Status code meanings:

  • 0: should never happen – bad result
  • 1: success – the account was either already closed or properly closed
  • 2XXXX – problems with logic or syntax
  • 3XXXX – problems with unexpected data values in system
  • 4XXXX – missing required fields

Rather than trust programmers who are not familiar with databases (or simply not familiar with the scheme), it is much simpler to provide them interfaces.

Instead of doing all of the above checks, they can simply use:

CALL account_close_by_id( 23 );

And then check the result code and take appropriate action.

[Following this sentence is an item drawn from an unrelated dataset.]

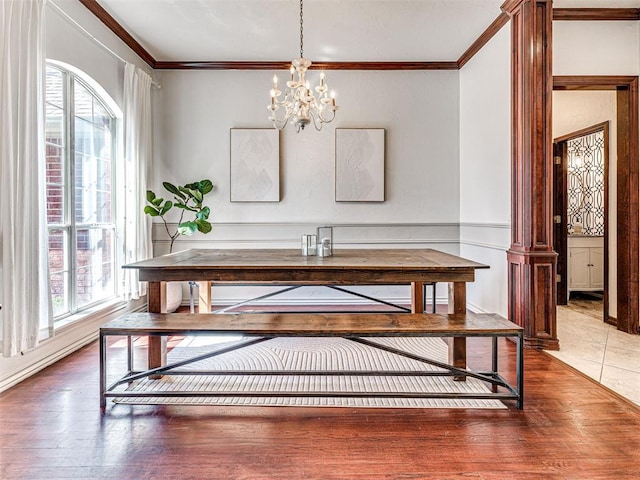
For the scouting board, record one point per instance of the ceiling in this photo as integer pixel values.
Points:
(334, 30)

Personally, I believe that if you have access to stored procedures and you are not using them, then you really should look into using them.

Answer:

Whereever possible, the end-user will benefit from the abstraction of the data from the UI. Therefore, you should try and leverage stored procedures as much as possible.

Answer:

You don’t necessarily need the underlying values if the calculations are performed on the database, then let the database do them. This helps keep the volume of data transfer between database an PHP script to a minimum; but generally calculations with database data are best performed by the database itself.

Answer:

I’ve heard people say “let the database do as much as it can” and others cried like “wtf, what are you doing to my database performance”.

So I guess it should mostly be a decision of usage rate (stored procedures will stress the MySQL process and PHP code will stress the web server process).